Farmers have been urged to hold off purchasing large consignments of fertiliser until Irish prices have eased back in line with the international trade.
John Coughlan of the IFA said deals were available for farmers and buyer groups looking to purchase large quantities, with significant reductions on offer.
"Bulk CAN prices delivered to Irish ports are quoted down €15/t on the previous week to €205/t, €23/t off this season's highs. This will be reflected in local prices, particularly if farmers resist buying at current price levels," Mr Coughlan said.
The larger dairy co-ops opened new season quotes for granular urea at €365/t for big bags delivered, with CAN at €265/t and CAN + sulphur (26N + 3S) €10/t over CAN prices.

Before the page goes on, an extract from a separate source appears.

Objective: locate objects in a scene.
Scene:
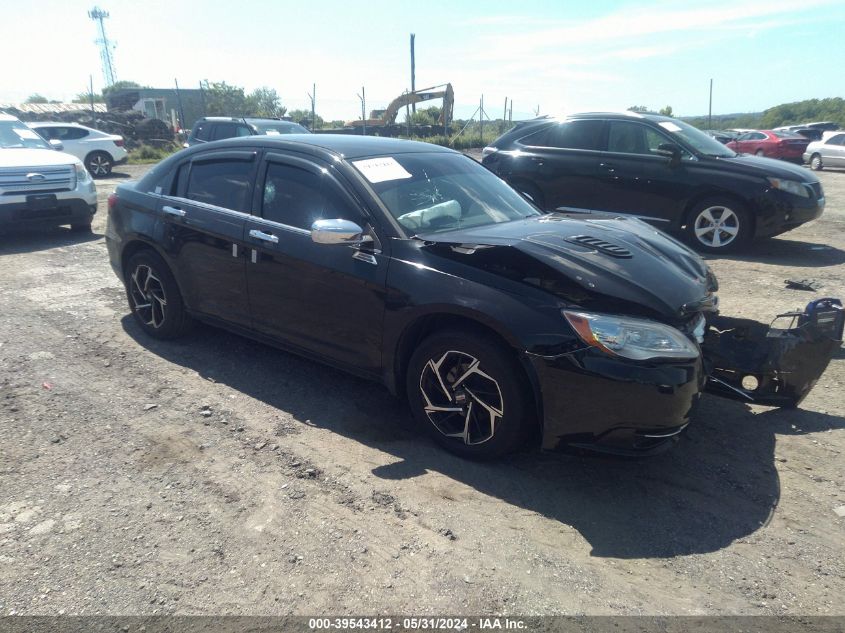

The IFA claimed these prices were still available to volume purchasers or group buyers. Mr Coughlan urged farmers to shop around.
Keenest quotes for 18-6-12 + S are from €375/t to €380/t, with €25/t over for 10-10-20, the IFA maintained. Many of the larger buyer groups are achieving significant discounts on the official quotes with extended credit terms.
A hangover of stock from last season has resulted in deals being offered by merchants. Farmers are also resisting efforts to enforce price increases on new-season supplies, the IFA claimed.
Industry sources point out that trade and farmer purchases of new season fertiliser pre-Christmas were significantly down on normal as nitrogen prices ratcheted up steeply from August.
The unusually mild February saw spot demand for fertiliser pick up, but activity has stalled following the recent heavy rain.
Many trade buyers have also been reluctant to purchase big volumes forward given the continuing weakness of urea and straight CAN prices.
Mr Coughlan encouraged farmers who are not members of buyer groups to purchase stocks with neighbours so as to maximise savings on delivery.
"Co-ordinate fertiliser deliveries with other neighbours because transport is a significant cost for uncoordinated drops," he advised.
Meanwhile, the cold and wet weather over the last week has resulted in a sharp fall-off in grass growth.
Growth rates are have eased back to 12-16kg/ha/day generally and most stock has been rehoused.